Aquisição da Opel e posição do Grupo PSA na Europa
Com a compra da Opel pelo Grupo PSA, o conglomerado automotivo passou a ocupar o 2º lugar no ranking dos fabricantes europeus, à frente da aliança Renault-Nissan (3º lugar) e atrás apenas do Grupo Volkswagen (1º lugar).
O diagnóstico
Nos bastidores do Salão de Frankfurt 2017, Carlos Tavares chamou atenção para um dos principais desafios atuais da Opel: a eficiência.
"As diferenças que vi até agora são consideráveis. (…) as fábricas da PSA são mais produtivas e eficientes que as da Opel”.
A revista alemã Automobilwoche chegou a citar números objetivos: só no segundo trimestre do ano, a falta de eficiência da Opel teria custado à marca 4 milhões de euros por dia.
Essa avaliação ganhou força após visitas recentes de Carlos Tavares às unidades da Opel em Zaragoza (Espanha) e Russelsheim (Alemanha), e é sustentada pela leitura da LMC Automotive.
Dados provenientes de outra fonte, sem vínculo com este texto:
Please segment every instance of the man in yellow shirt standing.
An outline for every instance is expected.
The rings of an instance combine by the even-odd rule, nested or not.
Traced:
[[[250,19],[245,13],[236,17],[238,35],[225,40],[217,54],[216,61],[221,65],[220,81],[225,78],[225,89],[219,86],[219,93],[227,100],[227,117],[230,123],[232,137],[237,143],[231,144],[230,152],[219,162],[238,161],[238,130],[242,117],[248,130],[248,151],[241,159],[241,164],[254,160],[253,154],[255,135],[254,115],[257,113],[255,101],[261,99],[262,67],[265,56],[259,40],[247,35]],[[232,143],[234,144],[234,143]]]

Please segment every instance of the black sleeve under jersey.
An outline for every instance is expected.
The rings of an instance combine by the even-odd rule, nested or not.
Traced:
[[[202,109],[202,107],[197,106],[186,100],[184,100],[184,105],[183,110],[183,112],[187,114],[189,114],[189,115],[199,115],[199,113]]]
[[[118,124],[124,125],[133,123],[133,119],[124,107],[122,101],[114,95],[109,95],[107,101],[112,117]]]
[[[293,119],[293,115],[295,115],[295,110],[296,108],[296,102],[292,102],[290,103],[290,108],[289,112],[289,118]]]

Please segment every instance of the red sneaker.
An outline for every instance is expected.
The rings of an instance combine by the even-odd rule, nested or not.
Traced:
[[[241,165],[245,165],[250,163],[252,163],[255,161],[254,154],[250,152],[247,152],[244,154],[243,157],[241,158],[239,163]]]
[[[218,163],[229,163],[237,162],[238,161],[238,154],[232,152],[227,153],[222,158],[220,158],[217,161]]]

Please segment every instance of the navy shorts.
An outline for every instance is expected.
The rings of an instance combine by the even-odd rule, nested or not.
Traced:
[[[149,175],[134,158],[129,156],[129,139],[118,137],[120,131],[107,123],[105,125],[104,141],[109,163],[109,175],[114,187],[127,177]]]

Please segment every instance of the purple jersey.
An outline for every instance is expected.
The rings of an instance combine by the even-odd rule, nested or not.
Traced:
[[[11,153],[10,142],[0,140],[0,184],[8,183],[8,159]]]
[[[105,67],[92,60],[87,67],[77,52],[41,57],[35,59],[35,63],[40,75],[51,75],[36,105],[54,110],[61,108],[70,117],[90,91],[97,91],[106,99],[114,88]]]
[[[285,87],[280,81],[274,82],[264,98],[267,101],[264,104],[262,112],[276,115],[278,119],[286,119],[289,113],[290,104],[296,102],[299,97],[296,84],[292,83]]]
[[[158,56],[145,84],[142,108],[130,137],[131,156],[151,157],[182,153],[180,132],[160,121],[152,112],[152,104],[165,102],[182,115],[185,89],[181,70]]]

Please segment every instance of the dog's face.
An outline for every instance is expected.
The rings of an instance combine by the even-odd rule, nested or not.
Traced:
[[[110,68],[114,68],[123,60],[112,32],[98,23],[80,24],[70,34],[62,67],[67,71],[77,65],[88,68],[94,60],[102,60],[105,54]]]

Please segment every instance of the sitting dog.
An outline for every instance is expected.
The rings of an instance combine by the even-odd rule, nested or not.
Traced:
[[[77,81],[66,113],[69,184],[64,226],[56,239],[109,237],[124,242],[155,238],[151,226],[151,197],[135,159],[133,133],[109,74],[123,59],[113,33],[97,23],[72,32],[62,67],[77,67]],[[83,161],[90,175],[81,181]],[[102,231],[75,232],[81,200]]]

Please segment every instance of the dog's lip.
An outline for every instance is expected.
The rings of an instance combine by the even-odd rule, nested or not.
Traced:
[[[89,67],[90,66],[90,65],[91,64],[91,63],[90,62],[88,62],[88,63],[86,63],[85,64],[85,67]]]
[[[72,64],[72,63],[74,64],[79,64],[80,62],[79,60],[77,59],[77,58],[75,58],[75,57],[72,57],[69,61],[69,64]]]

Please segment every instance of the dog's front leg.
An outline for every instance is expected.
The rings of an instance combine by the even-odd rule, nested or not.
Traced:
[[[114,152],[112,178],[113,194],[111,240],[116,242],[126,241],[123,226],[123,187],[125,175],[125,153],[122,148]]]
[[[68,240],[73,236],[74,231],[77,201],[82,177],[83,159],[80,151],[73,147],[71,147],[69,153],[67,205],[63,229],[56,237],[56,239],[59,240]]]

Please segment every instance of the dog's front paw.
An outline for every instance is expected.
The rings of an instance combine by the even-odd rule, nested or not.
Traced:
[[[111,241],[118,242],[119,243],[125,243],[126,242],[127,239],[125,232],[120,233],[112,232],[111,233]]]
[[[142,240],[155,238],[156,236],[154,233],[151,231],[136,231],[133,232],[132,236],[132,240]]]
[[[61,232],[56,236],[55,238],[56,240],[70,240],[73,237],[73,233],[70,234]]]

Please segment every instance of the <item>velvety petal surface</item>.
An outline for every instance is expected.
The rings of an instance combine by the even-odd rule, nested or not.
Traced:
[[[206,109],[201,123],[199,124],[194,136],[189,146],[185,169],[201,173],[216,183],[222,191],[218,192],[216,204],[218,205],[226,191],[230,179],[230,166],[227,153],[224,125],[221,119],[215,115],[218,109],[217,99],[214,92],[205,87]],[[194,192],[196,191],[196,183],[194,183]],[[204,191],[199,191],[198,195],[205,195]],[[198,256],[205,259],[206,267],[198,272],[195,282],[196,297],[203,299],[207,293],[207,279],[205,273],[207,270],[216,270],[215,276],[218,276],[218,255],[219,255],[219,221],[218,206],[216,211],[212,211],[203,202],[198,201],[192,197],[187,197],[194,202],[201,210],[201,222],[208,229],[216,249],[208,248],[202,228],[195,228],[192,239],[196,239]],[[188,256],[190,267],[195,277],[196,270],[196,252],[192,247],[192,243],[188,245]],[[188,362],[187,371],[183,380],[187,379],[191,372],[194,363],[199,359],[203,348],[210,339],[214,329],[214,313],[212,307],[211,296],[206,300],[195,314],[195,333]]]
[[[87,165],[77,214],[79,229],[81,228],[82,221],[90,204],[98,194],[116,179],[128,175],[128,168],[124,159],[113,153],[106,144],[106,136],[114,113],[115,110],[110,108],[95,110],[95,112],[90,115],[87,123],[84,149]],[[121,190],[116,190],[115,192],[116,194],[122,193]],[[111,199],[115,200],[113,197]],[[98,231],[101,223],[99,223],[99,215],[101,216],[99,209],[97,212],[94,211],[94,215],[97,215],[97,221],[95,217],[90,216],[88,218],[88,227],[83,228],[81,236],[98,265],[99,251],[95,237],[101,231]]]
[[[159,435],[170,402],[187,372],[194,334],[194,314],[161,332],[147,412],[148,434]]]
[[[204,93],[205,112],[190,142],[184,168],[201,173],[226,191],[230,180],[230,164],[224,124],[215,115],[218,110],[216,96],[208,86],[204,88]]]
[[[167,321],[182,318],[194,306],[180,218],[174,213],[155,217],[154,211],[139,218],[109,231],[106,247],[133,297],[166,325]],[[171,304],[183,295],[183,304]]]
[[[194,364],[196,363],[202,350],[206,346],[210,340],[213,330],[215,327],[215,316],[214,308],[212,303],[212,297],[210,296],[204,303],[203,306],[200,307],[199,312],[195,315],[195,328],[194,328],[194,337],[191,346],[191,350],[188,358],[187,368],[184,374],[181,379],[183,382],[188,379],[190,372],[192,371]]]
Capacidade produtiva: Opel vs Grupo PSA
Segundo a análise dessa consultoria especializada na indústria automotiva, a planta espanhola da Opel opera a 78% da capacidade máxima, Eisenach trabalha a 65% e Russelsheim fica em apenas 51%. Para efeito de comparação, as fábricas de Vigo e Sochaux, do Grupo PSA, rodam a 78% e 81%. Já Possy e Mulhouse, na França, chegam a 100%.
A cura
Por enquanto, Carlos Tavares descarta a hipótese de fechar fábricas da Opel. Para o CEO português - que, nas palavras de um ex-colega, “caiu na área automóvel como o Obélix no caldeirão da poção mágica quando era pequeno” - a saída está em elevar a eficiência, e não em perseguir mais volume de vendas.
"Não vou apostar o futuro da Opel no aumento de vendas. […] ficaríamos expostos à variação da procura do mercado."
O plano, portanto, é entregar o mesmo resultado com menos recursos: aprimorar métodos e reavaliar toda a cadeia de produção, do fornecedor até a linha de montagem. Foi uma abordagem que deu resultado quatro anos atrás, quando Carlos Tavares encontrou o Grupo PSA em uma condição financeira complicada. Desde então, o breakeven do Grupo PSA caiu de 2,6 milhões de automóveis em 2013 para 1,6 milhões em 2015.
"A equação é simples. É tudo uma questão de eficiência. Se formos mais eficientes seremos mais lucrativos. Se formos mais lucrativos seremos mais sustentáveis. E se somos mais sustentáveis ninguém tem de se preocupar com o seu trabalho."
Partilha de componentes entre Opel e Grupo PSA
Dentro dessa estratégia, a partilha de componentes entre a Opel e o Grupo PSA aparece como um dos pilares mais relevantes. Veículos como o Opel Crossland X e o Grandland X já servem de exemplo concreto: são modelos da Opel que utilizam tecnologia 100% gaulesa.